Friends rally to help Beth battle cancer
The community has rallied round to help a woman battling a rare form of cancer.
Beth Walsh is determined to celebrate her 50th birthday next year and attend the Glastonbury music festival at least one more time.
That is despite the spread of the disease to her liver after first manifesting itself in her left eye.
The diagnosis of Ocular Melanoma (OM), a malignant tumour that develops in the cells of the eye that produce pigment, led to Beth, who lives in the Bath Road area, having her eye removed.
The disease is rare, difficult to detect and spreads (metastasises).
She hopes to combat it through treatment called chemosaturation with percutaneous hepatic perfusion, otherwise known as Delcath.
It is currently unavailable on the NHS and between four and six treatments are recommended.
Normally two are attempted at first and if the results are positive a further four are carried out.
Each treatment costs £40,000 and people who know Beth or have heard about her battle have banded together as Beth’s Army to raise the cash necessary for her treatment.
A GoFundMe page has been set up so anybody wanting to donate can help boost the fundraising drive.
Mother-of-one Beth said the OM remained undetected for some time and did not affect her vision but was spotted after she had a routine eye test.
“It’s a weird one because it behaves differently in every single person,” she explained.
She has already undergone a course of aggressive immunotherapy, which has led to her developing arthritis, diabetes and a problem with her pancreas.
“The Delcath treatment is very clever,” Beth explained, “They isolate your liver, then they fill it with chemo drugs – chemosaturation – but not on the rest of the body, leave them for a while then suck them out again.”
She said the treatment had been successful with other patients.
The community has benefited from Beth’s involvement in various ways, from her previous work with the youth offending service to her role with Young Enterprise in Gloucestershire.
In 2014 she launched the Worcester Theatremakers group, which has secured National Lottery funding to run the Joyful Drama for Women project, a series of drama workshops to help women who are victims of abuse, have long-term mental health issues and experiencing isolation due to Covid-19.

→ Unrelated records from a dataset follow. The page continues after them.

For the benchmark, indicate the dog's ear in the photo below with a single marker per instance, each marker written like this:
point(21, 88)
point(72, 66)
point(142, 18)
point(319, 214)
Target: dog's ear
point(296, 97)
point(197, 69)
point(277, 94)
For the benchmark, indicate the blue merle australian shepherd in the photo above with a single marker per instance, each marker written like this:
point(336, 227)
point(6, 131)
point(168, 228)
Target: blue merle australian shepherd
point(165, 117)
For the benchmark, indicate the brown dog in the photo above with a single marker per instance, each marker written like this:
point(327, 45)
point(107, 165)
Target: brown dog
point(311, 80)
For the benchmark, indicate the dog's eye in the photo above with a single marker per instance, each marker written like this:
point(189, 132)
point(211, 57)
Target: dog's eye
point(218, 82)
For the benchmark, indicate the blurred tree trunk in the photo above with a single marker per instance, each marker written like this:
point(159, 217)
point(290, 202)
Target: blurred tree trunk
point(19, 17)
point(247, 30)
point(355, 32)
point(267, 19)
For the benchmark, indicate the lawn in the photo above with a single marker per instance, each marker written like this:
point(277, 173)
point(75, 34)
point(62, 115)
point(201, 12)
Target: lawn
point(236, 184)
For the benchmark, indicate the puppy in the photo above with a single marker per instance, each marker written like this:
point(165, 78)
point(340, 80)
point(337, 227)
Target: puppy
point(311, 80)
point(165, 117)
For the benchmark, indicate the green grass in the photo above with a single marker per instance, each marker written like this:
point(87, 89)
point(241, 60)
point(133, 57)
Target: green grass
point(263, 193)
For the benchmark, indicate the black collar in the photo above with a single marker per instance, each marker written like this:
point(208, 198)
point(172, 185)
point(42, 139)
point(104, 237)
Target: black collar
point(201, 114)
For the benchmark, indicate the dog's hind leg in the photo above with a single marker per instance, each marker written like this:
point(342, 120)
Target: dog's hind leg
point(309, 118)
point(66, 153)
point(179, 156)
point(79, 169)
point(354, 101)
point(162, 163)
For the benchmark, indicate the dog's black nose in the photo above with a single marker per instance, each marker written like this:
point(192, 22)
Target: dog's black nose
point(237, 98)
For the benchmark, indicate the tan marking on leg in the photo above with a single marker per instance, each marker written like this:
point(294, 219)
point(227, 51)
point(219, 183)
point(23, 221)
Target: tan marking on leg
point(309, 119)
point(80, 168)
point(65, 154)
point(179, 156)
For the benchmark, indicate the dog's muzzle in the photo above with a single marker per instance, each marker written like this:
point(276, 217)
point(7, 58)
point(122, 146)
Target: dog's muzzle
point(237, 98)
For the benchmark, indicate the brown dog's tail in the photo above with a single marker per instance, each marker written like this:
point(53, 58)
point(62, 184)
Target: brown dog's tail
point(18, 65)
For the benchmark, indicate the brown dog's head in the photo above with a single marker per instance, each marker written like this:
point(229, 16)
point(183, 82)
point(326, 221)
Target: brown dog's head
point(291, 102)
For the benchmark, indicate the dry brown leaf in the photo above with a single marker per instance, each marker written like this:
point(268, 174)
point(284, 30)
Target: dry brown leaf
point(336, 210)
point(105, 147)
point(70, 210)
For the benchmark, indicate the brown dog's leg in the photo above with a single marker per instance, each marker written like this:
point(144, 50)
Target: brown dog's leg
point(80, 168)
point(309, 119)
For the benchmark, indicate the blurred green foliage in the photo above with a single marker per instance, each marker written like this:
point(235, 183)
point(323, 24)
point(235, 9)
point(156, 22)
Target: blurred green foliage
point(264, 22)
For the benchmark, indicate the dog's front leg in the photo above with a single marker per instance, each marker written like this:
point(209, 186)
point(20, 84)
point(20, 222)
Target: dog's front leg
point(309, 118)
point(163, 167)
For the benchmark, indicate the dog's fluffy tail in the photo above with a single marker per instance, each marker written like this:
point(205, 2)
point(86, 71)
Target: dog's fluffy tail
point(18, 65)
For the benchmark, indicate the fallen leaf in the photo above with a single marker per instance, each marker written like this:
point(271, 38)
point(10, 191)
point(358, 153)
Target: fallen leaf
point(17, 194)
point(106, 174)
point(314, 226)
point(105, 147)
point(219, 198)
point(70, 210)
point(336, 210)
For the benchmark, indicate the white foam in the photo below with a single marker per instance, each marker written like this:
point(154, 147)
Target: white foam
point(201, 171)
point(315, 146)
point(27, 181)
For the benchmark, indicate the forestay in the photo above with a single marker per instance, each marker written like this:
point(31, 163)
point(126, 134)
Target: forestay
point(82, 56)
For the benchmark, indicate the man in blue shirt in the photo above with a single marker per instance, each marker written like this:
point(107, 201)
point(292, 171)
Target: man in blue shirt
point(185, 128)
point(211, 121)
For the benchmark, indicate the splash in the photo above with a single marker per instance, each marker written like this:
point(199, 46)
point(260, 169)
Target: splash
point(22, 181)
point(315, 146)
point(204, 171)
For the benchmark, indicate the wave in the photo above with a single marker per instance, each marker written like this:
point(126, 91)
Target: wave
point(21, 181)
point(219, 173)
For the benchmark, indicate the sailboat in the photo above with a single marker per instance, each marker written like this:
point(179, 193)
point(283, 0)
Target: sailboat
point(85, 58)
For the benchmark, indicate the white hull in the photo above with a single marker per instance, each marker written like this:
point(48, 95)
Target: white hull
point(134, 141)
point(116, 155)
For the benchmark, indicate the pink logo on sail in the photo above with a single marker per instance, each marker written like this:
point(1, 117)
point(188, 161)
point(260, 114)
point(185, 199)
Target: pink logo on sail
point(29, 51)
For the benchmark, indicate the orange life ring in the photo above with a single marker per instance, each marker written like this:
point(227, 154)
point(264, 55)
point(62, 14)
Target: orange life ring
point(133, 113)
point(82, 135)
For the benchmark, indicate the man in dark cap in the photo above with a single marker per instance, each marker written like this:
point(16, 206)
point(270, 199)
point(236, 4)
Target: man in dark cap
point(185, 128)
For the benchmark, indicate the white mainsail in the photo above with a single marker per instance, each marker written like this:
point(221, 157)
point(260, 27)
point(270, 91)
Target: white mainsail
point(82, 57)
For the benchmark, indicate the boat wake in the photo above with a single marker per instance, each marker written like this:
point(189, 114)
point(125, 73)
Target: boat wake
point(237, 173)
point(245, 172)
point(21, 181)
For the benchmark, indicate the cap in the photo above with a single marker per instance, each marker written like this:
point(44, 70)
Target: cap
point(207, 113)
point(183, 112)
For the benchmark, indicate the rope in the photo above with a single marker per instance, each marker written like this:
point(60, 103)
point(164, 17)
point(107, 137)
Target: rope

Now people are doing their bit to help Beth through a variety of fundraising activities.
They include Penny Harris, of Battenhall, who raised £562 from a sponsored silence.
She said: “I did a silence challenge as I wanted to pick something difficult and a bit different. Anyone who knows me knows how loud I can be and how much I love to talk.”
“I wanted to highlight the need for the funding for Beth’s treatment.
“My hope is that it will encourage more people to get involved and help raise more much-needed funding.”
Lisa Gauler, also of Battenhall, has raised over £1,000 by producing crocheted items she has made in exchange for donations.
Other events generating cash have ranged from a pamper and prosecco night to open water swimming and a walk on the Malvern Hills.
Beth is a backing vocalist for the band Low Red Moon who are holding a fundraising gig for her at the Dark Horse in Moseley, Birmingham on Friday, December 10.
Beth said: “My choice is not to live in fear because I just live the life that I have got today and I’m happy with what’s going on today.
“It’s so lovely that the community is rallying around and raising money because it’s a considerable amount of money. I know that I can never pay them back. I’m so grateful.
“I can just say thank you, thank you, thank you.”